Fail Fast — Middle Level¶
Category: Control-Flow Patterns — fail fast on internal invariants and developer errors; balance it against resilience at the user-facing boundary.
Table of Contents¶
- Introduction
- When to Fail Fast
- When NOT to Fail Fast
- Fail Fast vs Fail Safe
- Real-World Cases
- Production-Grade Code
- Trade-offs
- Design by Contract
- Refactoring Toward Fail Fast
- Edge Cases
- Tricky Points
- Best Practices
- Summary
- Diagrams
Introduction¶
Focus: Why and When
The junior skill is how to fail fast. The middle skill is where the boundary sits — which failures should crash, and which should be caught, retried, or degraded gracefully.

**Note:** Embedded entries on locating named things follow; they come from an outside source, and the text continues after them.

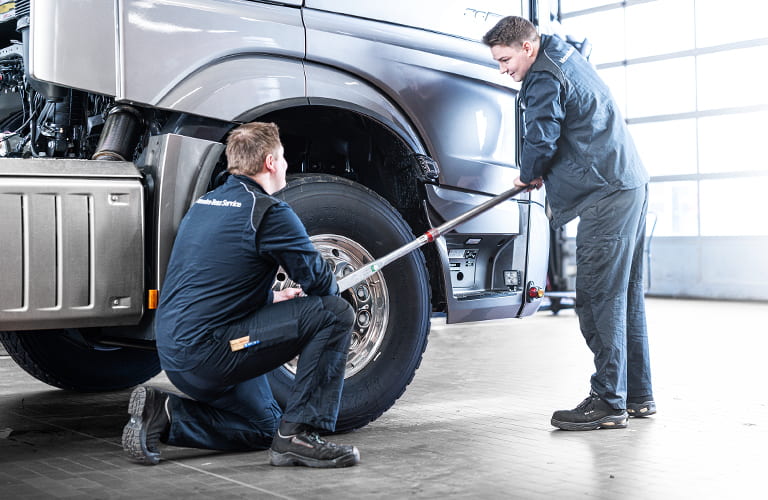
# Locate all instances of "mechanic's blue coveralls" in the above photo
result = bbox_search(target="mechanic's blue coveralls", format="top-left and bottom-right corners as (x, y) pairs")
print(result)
(520, 35), (653, 408)
(155, 175), (354, 450)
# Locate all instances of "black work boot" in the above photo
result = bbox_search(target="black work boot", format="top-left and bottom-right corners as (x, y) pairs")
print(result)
(269, 429), (360, 468)
(552, 394), (629, 431)
(627, 399), (656, 417)
(123, 386), (171, 465)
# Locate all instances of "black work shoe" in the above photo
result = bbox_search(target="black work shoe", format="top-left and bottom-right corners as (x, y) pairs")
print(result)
(123, 386), (171, 465)
(627, 401), (656, 417)
(552, 394), (629, 431)
(269, 430), (360, 468)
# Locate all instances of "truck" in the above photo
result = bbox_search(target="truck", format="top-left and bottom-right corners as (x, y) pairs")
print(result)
(0, 0), (552, 430)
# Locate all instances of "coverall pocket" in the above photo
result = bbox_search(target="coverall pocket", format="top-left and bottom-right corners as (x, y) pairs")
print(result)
(248, 318), (299, 351)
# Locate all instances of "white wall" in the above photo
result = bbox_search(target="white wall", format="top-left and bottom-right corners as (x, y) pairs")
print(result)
(561, 0), (768, 300)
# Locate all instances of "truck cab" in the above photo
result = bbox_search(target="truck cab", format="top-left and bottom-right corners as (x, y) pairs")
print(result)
(0, 0), (549, 430)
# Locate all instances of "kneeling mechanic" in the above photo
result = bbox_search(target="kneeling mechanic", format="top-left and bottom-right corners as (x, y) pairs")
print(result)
(123, 123), (360, 467)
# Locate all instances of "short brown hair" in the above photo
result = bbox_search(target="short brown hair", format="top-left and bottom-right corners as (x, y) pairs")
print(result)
(483, 16), (540, 47)
(226, 122), (281, 175)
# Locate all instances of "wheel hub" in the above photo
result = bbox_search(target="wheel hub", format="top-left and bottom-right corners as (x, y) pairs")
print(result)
(273, 234), (389, 378)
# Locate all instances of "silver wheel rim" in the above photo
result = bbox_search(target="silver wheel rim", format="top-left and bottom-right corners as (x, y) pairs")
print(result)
(273, 234), (389, 378)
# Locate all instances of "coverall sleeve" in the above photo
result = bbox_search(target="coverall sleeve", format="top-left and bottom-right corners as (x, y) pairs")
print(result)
(258, 204), (339, 299)
(520, 71), (565, 183)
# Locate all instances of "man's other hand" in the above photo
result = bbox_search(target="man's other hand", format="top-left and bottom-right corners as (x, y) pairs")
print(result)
(513, 176), (544, 192)
(272, 288), (304, 304)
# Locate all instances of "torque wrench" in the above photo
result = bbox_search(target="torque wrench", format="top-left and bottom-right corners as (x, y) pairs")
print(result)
(229, 185), (531, 351)
(337, 186), (530, 292)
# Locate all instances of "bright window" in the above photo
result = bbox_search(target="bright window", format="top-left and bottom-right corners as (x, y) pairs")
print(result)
(701, 176), (768, 236)
(626, 57), (700, 118)
(626, 0), (700, 60)
(629, 119), (696, 176)
(696, 0), (768, 47)
(699, 111), (768, 175)
(648, 181), (699, 236)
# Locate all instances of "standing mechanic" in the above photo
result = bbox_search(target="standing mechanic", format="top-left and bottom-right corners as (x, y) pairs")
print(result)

The governing rule: fail fast on developer errors and broken invariants; recover from expected, environmental failures.
- A
nullargument that "can't happen" → crash. It's a bug; surface it. - A
400 Bad Requestfrom a flaky upstream → handle it. It's the world being the world.

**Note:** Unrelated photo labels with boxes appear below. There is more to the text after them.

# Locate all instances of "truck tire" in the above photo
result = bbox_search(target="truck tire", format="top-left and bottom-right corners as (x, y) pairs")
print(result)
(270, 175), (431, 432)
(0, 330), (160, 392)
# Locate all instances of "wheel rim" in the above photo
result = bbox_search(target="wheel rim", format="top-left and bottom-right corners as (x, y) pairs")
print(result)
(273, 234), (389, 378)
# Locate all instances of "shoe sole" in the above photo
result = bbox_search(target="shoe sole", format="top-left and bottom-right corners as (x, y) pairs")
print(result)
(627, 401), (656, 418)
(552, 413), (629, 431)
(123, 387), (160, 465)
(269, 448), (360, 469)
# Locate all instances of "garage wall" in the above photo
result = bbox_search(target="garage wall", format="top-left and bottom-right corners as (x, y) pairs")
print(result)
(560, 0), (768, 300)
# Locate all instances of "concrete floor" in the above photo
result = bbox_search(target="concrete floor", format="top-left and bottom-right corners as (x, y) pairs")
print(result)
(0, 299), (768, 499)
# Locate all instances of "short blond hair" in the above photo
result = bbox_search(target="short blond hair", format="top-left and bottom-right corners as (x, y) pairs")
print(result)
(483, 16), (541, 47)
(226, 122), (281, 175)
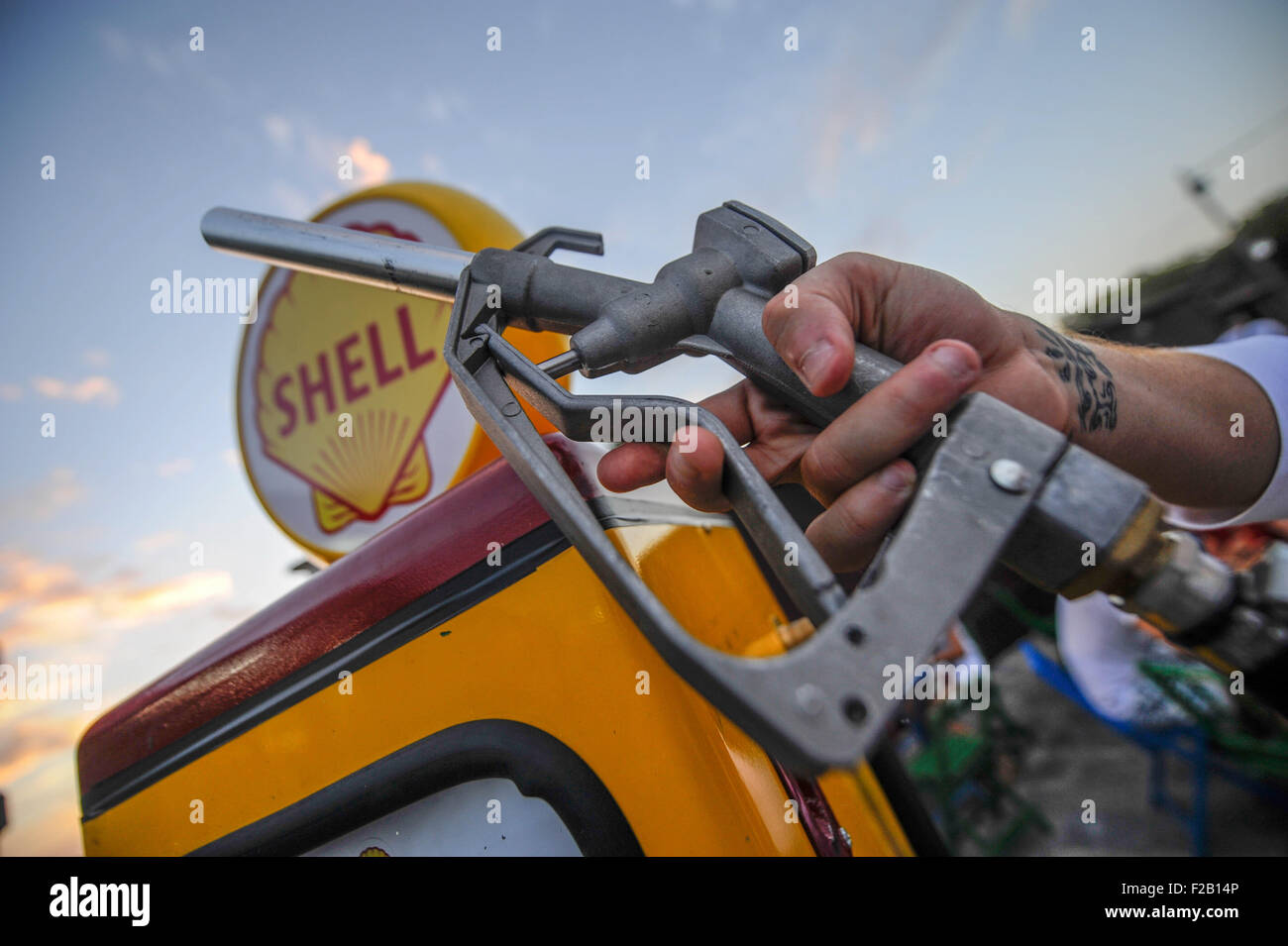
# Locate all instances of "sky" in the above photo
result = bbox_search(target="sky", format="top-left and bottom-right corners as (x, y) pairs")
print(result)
(0, 0), (1288, 855)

Conflating the two is the single most common mistake. Crashing the whole server because one user sent malformed JSON is over-failing. Silently swallowing a null invariant is under-failing. The art is drawing the line.
When to Fail Fast¶
Fail fast when any of:
- A precondition of a public function is violated (null, out of range, wrong type).

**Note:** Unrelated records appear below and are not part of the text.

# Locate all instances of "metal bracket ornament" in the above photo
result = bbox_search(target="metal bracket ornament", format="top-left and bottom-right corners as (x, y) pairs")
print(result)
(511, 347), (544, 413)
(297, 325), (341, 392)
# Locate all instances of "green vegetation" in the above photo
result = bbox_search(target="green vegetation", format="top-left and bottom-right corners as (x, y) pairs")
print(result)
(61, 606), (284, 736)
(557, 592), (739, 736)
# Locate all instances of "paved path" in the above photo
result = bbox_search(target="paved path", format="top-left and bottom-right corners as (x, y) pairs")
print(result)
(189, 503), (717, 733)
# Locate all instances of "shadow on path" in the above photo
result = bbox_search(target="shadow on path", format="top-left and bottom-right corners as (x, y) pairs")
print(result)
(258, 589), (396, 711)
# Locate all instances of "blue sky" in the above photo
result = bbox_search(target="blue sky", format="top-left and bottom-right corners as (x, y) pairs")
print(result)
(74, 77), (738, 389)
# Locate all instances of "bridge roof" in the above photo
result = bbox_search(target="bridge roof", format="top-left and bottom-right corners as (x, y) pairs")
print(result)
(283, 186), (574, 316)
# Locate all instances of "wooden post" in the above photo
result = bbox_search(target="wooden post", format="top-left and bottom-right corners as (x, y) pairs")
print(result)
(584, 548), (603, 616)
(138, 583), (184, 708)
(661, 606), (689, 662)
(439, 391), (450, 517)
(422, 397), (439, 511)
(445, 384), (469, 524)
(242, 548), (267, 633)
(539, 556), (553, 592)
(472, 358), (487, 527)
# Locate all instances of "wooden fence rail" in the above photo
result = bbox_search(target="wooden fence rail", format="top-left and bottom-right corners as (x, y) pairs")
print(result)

- A class invariant would be broken (negative balance, empty required collection).
- Configuration is missing at startup — crash on boot, not on first request.
- A "this can't happen" branch is reached —
default:in aswitch, an unreachable state. - An external contract you own is violated internally (one of your services hands another service a malformed message).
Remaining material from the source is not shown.